Here come de Judge - Talking DERTy

by Paul Davenport

Two days of sitting in a pub. Just fill in a form occasionally and that's all there is to it. Never trust festival organisers, and whoever said “never work with children and animals” should also have included rapper teams. I'm referring, of course, to the Dancing England Rapper Tournament, held in the City of Glasgow, which, as the mosre astutely geographical of you will have noted, is not actually in England at all. Mind you, the invasion of sundry sword-bearing English was greeted with that Glaswegian understatement which characterises this great city. The dance fitted Glasgow and vice versa like the proverbial hand and glove.
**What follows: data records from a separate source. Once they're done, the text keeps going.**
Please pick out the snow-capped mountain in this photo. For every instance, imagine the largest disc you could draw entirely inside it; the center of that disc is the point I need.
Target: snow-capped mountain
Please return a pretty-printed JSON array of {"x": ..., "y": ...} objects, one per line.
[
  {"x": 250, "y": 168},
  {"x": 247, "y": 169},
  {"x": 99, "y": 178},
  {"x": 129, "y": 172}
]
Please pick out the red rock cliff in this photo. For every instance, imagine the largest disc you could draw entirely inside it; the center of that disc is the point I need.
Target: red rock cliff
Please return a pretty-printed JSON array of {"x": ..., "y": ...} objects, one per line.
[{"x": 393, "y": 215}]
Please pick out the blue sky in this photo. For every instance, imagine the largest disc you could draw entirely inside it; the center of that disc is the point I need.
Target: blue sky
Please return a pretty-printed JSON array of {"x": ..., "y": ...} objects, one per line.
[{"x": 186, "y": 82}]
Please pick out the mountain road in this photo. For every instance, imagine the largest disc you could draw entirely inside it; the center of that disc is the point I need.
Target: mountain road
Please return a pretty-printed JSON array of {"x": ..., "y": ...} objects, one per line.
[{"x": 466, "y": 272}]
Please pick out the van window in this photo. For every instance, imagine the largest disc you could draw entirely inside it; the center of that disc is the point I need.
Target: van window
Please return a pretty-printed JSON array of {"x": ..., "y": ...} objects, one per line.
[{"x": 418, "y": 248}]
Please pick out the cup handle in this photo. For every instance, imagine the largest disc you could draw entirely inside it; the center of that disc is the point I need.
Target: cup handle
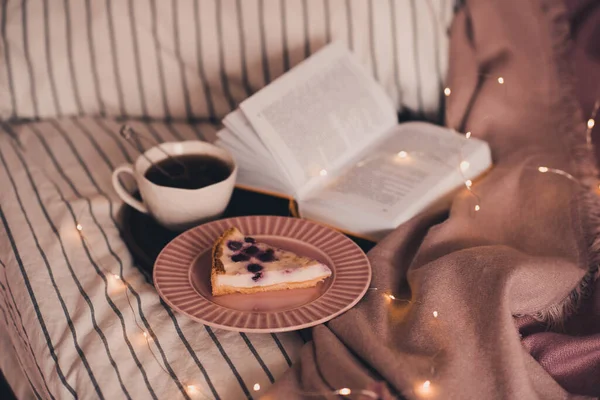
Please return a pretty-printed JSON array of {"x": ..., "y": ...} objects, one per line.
[{"x": 124, "y": 194}]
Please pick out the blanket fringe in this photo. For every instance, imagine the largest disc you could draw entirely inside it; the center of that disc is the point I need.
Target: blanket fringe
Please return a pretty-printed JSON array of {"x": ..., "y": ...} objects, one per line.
[{"x": 586, "y": 209}]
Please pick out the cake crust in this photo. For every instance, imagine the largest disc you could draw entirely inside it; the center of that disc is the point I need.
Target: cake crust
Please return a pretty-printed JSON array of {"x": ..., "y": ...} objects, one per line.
[
  {"x": 240, "y": 264},
  {"x": 225, "y": 289}
]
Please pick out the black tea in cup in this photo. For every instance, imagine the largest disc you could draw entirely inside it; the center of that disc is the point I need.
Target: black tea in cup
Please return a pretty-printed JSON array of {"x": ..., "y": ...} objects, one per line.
[{"x": 190, "y": 171}]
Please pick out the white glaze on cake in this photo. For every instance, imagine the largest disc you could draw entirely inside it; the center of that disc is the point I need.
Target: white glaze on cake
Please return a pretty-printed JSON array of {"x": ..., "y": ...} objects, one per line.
[{"x": 241, "y": 264}]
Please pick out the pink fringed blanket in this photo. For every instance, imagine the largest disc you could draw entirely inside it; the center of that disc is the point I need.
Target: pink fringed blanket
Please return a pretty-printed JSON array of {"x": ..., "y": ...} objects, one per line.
[{"x": 465, "y": 282}]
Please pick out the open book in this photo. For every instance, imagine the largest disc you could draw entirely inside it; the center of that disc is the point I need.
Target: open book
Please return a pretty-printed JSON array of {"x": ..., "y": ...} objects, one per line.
[{"x": 327, "y": 135}]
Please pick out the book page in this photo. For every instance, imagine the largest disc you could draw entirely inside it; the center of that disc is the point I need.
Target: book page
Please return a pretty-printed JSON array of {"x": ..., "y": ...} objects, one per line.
[
  {"x": 319, "y": 114},
  {"x": 415, "y": 165}
]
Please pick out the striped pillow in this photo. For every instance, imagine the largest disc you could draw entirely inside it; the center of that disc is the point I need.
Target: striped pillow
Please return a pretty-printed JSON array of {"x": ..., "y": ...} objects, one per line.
[{"x": 185, "y": 59}]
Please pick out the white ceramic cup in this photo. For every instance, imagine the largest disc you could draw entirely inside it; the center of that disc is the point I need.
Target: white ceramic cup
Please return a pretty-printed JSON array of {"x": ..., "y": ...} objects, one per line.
[{"x": 177, "y": 209}]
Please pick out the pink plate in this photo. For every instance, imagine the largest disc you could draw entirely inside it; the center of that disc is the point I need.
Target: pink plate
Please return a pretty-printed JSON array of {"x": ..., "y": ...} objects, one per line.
[{"x": 182, "y": 276}]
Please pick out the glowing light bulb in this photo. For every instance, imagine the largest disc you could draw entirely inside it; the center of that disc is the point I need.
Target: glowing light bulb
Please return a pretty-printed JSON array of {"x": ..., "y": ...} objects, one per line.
[
  {"x": 425, "y": 389},
  {"x": 591, "y": 123},
  {"x": 191, "y": 389}
]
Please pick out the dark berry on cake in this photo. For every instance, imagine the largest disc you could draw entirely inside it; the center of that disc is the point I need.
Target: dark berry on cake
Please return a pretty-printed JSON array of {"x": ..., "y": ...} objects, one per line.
[
  {"x": 239, "y": 257},
  {"x": 266, "y": 256},
  {"x": 251, "y": 250},
  {"x": 254, "y": 268},
  {"x": 234, "y": 245},
  {"x": 257, "y": 276}
]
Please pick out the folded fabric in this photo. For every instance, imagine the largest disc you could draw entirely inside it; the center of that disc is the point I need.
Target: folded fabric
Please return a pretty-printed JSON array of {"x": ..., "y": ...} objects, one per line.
[{"x": 441, "y": 323}]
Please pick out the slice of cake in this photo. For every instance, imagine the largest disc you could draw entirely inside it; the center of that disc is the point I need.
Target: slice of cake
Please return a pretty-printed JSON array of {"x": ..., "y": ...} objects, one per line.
[{"x": 243, "y": 265}]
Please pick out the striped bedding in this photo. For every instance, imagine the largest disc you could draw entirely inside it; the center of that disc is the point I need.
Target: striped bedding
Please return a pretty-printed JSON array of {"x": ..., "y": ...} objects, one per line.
[
  {"x": 72, "y": 329},
  {"x": 70, "y": 69},
  {"x": 185, "y": 59}
]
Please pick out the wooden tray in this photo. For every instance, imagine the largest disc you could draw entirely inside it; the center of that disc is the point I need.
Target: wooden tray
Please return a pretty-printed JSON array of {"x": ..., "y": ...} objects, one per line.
[{"x": 145, "y": 238}]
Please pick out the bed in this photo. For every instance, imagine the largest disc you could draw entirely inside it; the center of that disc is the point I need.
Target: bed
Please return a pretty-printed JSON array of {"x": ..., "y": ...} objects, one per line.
[{"x": 78, "y": 318}]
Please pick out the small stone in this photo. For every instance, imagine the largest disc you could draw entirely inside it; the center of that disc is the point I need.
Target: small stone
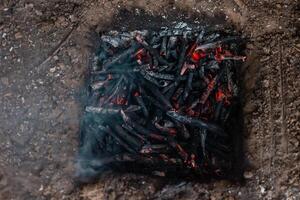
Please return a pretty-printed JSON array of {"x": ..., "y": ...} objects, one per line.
[
  {"x": 52, "y": 70},
  {"x": 55, "y": 58},
  {"x": 18, "y": 35},
  {"x": 249, "y": 107},
  {"x": 61, "y": 65},
  {"x": 248, "y": 175},
  {"x": 5, "y": 81},
  {"x": 38, "y": 13},
  {"x": 73, "y": 18}
]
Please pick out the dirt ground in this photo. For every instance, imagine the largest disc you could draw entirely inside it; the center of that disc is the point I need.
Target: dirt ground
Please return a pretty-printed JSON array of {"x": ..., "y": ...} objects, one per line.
[{"x": 45, "y": 47}]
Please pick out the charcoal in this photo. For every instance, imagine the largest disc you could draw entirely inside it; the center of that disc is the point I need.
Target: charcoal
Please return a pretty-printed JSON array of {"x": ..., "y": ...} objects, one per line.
[{"x": 162, "y": 101}]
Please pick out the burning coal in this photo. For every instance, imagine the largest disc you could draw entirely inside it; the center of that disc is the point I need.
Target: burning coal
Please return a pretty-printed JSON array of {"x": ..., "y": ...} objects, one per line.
[{"x": 161, "y": 102}]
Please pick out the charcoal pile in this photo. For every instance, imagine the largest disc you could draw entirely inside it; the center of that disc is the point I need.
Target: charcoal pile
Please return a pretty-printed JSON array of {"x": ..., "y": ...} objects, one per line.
[{"x": 162, "y": 102}]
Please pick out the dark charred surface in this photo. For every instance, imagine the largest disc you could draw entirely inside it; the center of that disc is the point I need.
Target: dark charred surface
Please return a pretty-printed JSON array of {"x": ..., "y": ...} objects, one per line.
[{"x": 43, "y": 60}]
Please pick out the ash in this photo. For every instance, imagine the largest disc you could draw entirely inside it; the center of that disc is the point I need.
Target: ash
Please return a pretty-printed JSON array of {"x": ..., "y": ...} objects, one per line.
[{"x": 163, "y": 103}]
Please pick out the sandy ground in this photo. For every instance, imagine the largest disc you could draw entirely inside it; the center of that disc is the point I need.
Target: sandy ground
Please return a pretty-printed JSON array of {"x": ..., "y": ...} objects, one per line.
[{"x": 45, "y": 48}]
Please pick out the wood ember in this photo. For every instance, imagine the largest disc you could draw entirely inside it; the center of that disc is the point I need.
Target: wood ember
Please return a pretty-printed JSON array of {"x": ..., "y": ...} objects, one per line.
[{"x": 162, "y": 102}]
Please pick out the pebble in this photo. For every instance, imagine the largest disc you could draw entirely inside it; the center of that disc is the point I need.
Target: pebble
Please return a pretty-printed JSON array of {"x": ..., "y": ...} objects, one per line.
[
  {"x": 5, "y": 81},
  {"x": 18, "y": 35},
  {"x": 248, "y": 175}
]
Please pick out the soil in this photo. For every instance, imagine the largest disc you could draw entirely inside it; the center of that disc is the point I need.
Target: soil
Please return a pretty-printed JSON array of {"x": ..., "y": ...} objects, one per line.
[{"x": 46, "y": 47}]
The actual competition took place in a series of pubs in the heart of the city's east end. The teams toured in groups, each taking a circuit of all eight pubs. It was a marathon. It was also an unqualified success. My fellow judges and I worked in pairs, for standardisation purposes, and ensconced ourselves in the hostelries to which we were assigned. The dancers arrived and performed in front of us; the very best theatre production could not have done it better. It is amazing how rapper varies, given that each team is, at least in theory, performing much the same dance. The standard was very high in all cases and stepping and sword handling were of a high quality.

So what does this mean in terms of folk dance? Is competition a good thing? There are mixed views on the subject but DERT would covert most sceptics. The competitive edge makes demands on dancers beyond the ability to skip about screaming with ten pints in them. The urge to be ‘the best’ means that the dance is examined and analysed in detail and assembled with care. Precision is balanced against risk taking and musicality is paramount. Describing the stepping of this year's champions, Black Swan, a fellow judge remarked “That's not stepping, it's Samba!” This is respect for the dance and for oneselves; competition ensures this and lifts the dance to heights that mere involvement does not. It is useful to remember that Rapper grew and thrived in competition, Longsword too has a similar history, at least in North Yorkshire, and both Dover's Cotswold Olympicks and the Kirtlington Lamb Ale were competitive in the early days.

As if to emphasise the national, rather than regional, nature of rapper, it was good to see Northgate win the open class and to note that they will host DERT 2004 next year. The laurels though, went to extraordinary Black Swan, who swept the board. They finished the day as fresh as they started. One suspects that the old boys would have been pushed to do any better.